The Wife by Meg Wolitzer
A friend of mine lent me this book at the beginning of the year. It’s one of her favorites so I thought I’d give it a try. The first aspect I noticed was the genre and writing style was very different from what I usually read…which isn’t necessarily a bad thing. It was interesting reading something with a different tone and approach to a rather unique story (or at least it was unique to me).
The Wife takes place in the main character’s perspective, an unhappy wife named Joan preparing to ask her husband for a divorce while flying 35 thousand feet above the ocean. After 40 years of marriage, she was ready to finally put herself first and end the suffocating relationship.
The entire novel switches from flashbacks to present day, where you get to learn about how Joan and Joseph’s relationship started, developed, thrived, and eventually crumbled. Joan was actually one of Joseph’s students while he was a professor in college, already married with an infant child. The two lovebirds ran away together to start a life, both in love with hopes of becoming literary legends.
As time goes on, Joan starts realizing she’s put her own life and dreams on hold for Joseph’s success. The story slowly unfolds the details behind Joan’s discontent with her life and marriage, and you can’t help but root for her and feel a little sorry for her circumstances.

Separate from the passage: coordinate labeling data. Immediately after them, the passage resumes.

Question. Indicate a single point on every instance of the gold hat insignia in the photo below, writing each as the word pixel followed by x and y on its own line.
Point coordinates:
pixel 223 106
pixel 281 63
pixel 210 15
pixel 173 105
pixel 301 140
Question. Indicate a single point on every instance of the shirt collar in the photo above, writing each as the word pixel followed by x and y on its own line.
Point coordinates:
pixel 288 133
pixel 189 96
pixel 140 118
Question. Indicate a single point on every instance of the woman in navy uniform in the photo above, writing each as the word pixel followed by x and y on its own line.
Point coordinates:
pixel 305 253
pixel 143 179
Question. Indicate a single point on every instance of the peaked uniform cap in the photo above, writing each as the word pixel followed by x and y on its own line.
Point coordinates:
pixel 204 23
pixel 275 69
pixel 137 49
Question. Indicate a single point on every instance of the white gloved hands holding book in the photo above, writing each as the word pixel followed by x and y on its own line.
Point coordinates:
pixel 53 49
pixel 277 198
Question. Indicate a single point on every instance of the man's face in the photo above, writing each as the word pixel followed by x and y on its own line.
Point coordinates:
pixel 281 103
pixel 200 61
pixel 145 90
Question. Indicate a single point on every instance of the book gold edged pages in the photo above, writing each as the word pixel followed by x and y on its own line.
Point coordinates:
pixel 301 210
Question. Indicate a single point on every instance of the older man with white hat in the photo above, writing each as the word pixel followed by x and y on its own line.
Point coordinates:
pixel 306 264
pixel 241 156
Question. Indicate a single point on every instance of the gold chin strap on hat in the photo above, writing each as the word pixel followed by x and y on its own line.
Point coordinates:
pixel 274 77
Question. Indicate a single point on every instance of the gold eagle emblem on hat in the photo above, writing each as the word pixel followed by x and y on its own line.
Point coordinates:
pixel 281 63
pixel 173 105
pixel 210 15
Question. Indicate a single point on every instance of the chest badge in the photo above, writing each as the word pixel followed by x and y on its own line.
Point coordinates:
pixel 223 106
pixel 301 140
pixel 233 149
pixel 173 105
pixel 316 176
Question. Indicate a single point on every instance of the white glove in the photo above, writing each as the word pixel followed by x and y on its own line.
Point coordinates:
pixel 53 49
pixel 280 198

This book dives into the complications of marriage and relationships, as well as gender roles and expectations throughout the second half of the 1900s. I wasn’t quite sure what to expect when I started reading Wolizter’s story (it started off a bit slow), but the further I read, I grew more interested in the complications of Joan’s relationship with Joseph. The Wife may be outside of my regular genres, I overall enjoyed the story and the character development of the husband and wife. Plus, the end brings a couple slightly unexpected surprises, both for the present day and a big reveal from their past. I definitely love a good plot twist!